Attorney General of Washington — Opinion
May 20, 1997
CHRISTINE O. GREGOIRE, Attorney General
ANNE E. EGELER, Assistant Attorney General
Honorable John Pennington State Representative 18th Legislative District P.O. Box 40600 Olympia, Washington 98504-0600
Dear Representative Pennington:
By letter previously acknowledged, you have requested our opinion on two questions which we paraphrase as follows:
1. Under RCW 35A.12.030, is a candidate eligible to hold elective office if the candidate resided in the city for less than one year on the date a declaration of candidacy was filed, but will have resided in the city for one year on the election date?
2. If Question 1 is answered in the negative, may the county auditor administratively remove a candidate from the ballot if the candidate files a declaration of candidacy and admits having resided in the city for a period of less than one year as of the filing date?
The answer to Question 1 is yes. Under RCW 35A.12.030, a candidate is eligible to hold elective office if the candidate has resided in the city for at least one year on the election date.
Since we have answered your first question in the affirmative, it is unnecessary to reach the second question.
Your inquiry concerns the relationship between RCW 29.15.025(1) and RCW 35A.12.030. RCW 29.15.025(1) states:
A person filing a declaration and affidavit of candidacy for an office shall, at the time of filing, possess the qualifications specified by law for persons who may be elected to the office.
The qualifications specified by law for candidates seeking office under the mayor-council form of city government are found in RCW 35A.12.030. That statute states, in relevant part:
No person shall be eligible to hold elective office under the mayor-council plan unless the person is a registered voter of the city at the time of filing his declaration of candidacy and has been a resident of the city for a period of at least one year next preceding his election.
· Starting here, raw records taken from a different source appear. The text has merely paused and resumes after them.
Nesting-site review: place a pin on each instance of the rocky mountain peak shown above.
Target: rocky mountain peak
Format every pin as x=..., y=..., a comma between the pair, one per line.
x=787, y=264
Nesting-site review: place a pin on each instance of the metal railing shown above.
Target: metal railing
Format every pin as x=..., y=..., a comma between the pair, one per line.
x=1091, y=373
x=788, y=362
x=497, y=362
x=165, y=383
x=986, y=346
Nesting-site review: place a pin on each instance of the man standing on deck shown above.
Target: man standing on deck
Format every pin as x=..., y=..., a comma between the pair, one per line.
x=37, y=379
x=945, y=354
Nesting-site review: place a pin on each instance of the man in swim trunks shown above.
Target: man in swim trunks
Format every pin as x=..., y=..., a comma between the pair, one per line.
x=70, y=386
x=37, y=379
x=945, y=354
RCW 35A.12.030. Your question is whether candidates must meet the residency requirement on the filing date or the election date. There are no Washington cases discussing the interaction of these statutes.
To the extent possible, “statutes should be read together to determine the legislative purpose and to achieve a total harmonious statutory scheme.” Marquis v. Spokane, 130 Wn.2d 97, 119, 922 P.2d 43 (1996). These statutes cannot be read together because they contain conflicting time schedules. Under RCW 29.15.025(1), the statutory requirements for election to office must be fulfilled at the time the declaration of candidacy is filed. In contrast, RCW 35A.12.030 states that to hold office, a person must have been a city resident for at least one year prior to the election date. It is impossible to read the statutes together in a manner which gives meaning to the deadline stated in each statute.
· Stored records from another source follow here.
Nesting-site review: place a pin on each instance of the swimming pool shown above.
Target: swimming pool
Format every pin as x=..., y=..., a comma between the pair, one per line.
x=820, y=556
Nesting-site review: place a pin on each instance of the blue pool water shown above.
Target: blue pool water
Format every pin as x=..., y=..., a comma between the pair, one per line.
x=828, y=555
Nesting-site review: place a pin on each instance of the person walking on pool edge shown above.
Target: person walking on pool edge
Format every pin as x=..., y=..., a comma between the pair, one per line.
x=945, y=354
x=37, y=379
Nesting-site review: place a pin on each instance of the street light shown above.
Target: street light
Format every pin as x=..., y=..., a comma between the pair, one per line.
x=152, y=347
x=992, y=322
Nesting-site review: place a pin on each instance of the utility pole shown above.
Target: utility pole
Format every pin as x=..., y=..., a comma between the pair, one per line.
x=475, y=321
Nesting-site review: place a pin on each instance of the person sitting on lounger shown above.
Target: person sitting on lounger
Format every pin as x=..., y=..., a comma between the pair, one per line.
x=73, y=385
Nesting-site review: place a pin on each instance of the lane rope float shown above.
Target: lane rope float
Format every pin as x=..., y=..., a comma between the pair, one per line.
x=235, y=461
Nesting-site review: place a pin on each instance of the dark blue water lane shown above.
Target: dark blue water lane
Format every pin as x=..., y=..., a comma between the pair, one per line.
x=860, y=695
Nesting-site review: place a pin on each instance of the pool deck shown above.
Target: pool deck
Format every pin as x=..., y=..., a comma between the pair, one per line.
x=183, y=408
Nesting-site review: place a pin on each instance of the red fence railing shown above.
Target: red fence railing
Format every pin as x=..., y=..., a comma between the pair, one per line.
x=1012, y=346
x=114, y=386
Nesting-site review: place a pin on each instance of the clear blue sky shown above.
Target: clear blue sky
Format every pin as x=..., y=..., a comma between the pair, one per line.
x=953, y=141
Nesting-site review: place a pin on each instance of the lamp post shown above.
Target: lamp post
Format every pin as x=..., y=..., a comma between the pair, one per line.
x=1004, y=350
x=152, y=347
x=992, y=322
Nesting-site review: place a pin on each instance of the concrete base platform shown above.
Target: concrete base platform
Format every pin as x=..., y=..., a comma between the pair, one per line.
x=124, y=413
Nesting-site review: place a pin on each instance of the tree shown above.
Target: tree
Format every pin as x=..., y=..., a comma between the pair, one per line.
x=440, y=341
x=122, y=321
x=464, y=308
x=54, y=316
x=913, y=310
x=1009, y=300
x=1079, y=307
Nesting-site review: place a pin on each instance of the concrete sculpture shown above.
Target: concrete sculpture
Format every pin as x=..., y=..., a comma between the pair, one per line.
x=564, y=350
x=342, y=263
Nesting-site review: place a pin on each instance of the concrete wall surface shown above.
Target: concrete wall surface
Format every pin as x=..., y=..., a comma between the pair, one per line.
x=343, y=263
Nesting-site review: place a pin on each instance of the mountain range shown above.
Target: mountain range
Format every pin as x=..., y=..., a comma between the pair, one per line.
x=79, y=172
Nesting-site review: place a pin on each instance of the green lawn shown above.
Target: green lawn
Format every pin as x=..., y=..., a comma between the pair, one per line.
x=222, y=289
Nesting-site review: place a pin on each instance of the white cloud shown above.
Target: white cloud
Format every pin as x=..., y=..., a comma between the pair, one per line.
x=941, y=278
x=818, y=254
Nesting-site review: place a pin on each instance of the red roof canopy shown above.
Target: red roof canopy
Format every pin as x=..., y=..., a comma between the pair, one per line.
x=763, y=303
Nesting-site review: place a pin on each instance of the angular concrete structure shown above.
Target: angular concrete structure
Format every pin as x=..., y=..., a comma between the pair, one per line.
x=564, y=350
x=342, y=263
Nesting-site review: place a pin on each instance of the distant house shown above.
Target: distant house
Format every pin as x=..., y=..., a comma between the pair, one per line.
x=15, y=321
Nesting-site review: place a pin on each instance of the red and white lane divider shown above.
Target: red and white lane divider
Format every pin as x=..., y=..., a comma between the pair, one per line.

When two statutes are in conflict and cannot be read together, the more specific statute controls. Miller v. Sybouts, 97 Wn.2d 445, 448, 645 P.2d 1082 (1982). RCW 29.15.025(1) is the more general of these two statutes. It provides that at the time of filing, the statutory requirements for election must be met. The statute refers the reader to other provisions of the law to determine the requirements for election. RCW 35A.12.030 sets forth the specific requirements which must be met by candidates seeking office under the mayor-council form of city government. Since RCW 35A.12.030 is more specific, its requirement that the one year durational residency requirement be met as of the date of election would prevail. This would be the result despite the fact that RCW 35A.12.030 was enacted prior to RCW 29.15.025(1). Nast v. Michels, 107 Wn.2d 300, 313, 730 P.2d 54 (1986).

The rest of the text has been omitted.